Żywię do pana Kazika bardzo dużą sympatię, muzyk PRL (Punk Rock Later)którego nie zżarła komercha (tak jak czasem stary magnetofon zżerał taśmy). Gdy byłem bardzo mały przyjechał do mnie kuzyn z kasetą "Muj wydafca" z "jakimś gościem i grzałką" na okładce. Jeszcze mogę siebie zobaczyć na kasecie VHS (z kamery) słuchającego Gaz na Ulicach i "śpiewającego" przy tym niemiłosiernie
Dla mnie Kazik = wspomnienia
Choć nie zgadzam się z nim w każdej sprawie (np. "wszyscy artyści to prostytutki") to jest swoimstym idolem.
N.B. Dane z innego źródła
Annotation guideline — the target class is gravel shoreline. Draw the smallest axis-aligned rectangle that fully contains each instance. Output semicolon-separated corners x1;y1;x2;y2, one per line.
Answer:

To Kazik stworzył nóż do krojenia chabaniny
Najlepsza płyta? Chyba "Muj wydafca", z nią wiążę najwięcej wspomnień. Jeszcze na zwykłej taśmie słyszałem "Tata Kazika" i "Tata Kazika 2".
Ulubione utwory:
- Gaz na Ulicach - wspomnienia
- Gdy nie ma dzieci - hit i tyle. Nie można tego nie znać poprostu
- Celina - zaskakujący tekst
- 6 lat później - tą piosenkę odkryłem nawet niedawno, poprostu piękna
- Nie ma towaru w mieście - jak za PRL
Kult jest poprostu kultowy
Możliwe, że to (dla mnie) najlepszy polski zespół. Z wielką chęcią poznałbym całą dyskografię.
www.kult.art.pl
ps: polecam felietony Kazika w dołączanej do Wyborczej Gazecie Telewizyjnej.